Professor Torsten J. Gerpott holds the Chair of Corporate and Technology Planning, with a focus on the telecommunications industry, at the University of Duisburg-Essen. In an interview with Business Insider, he expressed skepticism. Höttges had been hitting the “PR tube,” he said. “The targets seem to me to be less of a serious forecast than PR slapdash, against the backdrop of the pace of telecom expansion to date, bottlenecks in civil engineering, and the demanding building regulations in Germany.” He said he could not imagine that every household in Germany would be connected to fiber by 2030. Telekom has “never been the frontman” when it comes to fiber, he said. “The competition is driving the market.”
The investments seem “just plausible to Gerpott, albeit at the lower limit.” If eight million telecom connections are missing by 2024 and investments of about EUR 8 billion are planned, “then that means an average of EUR 1,000 per connection. In rural areas, however, it needs more like 1,500 to 2,500 euros per connection.”
“Sporting goals”
Wolfgang Heer, managing director of the Bundesverband Glasfaseranschluss (BUGLAS), called Telekom’s goals “sporty” to Business Insider. Nevertheless, he said, the association welcomed Telekom’s offensive because it was aimed at “equipping our country with the necessary and only sustainable communications infrastructure for the coming decades.” The decisive factor, he said, is “that households are connected that are not already covered with fiber optics by another provider.” Telekom would have to “significantly increase its pace of expansion.” The association is eager to know “when Telekom will approach our members with the aim of working the market in a cooperative manner in the future.”

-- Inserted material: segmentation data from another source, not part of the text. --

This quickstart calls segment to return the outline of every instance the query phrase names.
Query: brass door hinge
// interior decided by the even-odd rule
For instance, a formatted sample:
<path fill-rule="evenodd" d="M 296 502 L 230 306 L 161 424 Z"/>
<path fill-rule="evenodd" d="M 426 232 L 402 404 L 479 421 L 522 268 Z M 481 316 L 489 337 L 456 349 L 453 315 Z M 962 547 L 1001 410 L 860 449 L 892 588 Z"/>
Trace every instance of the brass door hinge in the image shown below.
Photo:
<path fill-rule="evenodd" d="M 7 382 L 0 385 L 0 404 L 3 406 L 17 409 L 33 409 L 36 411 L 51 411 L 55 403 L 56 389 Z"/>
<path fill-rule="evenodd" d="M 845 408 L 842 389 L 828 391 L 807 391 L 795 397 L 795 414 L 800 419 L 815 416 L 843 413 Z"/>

In an interview with Business Insider, Sven Knapp, managing director of the capital city office of the German Broadband Communications Association (BREKO), welcomed “the fact that Telekom is finally also focusing on real fiber-optic expansion.” BREKO says it includes most of Germany’s fixed-network competitors – Telekom is not one of them. Knapp said that, together with Telekom, “as many fiber-optic connections as possible will be built” in the next few years. The money for the expansion is “sufficiently available on the market. The association agrees with Deutsche Telekom “that government funding should only ever be used as a supplement and in areas where the supply situation is particularly poor. It is clear that “money alone does not build fiber-optic networks.
So Deutsche Telekom and its boss Höttges need more than a “huge investment.”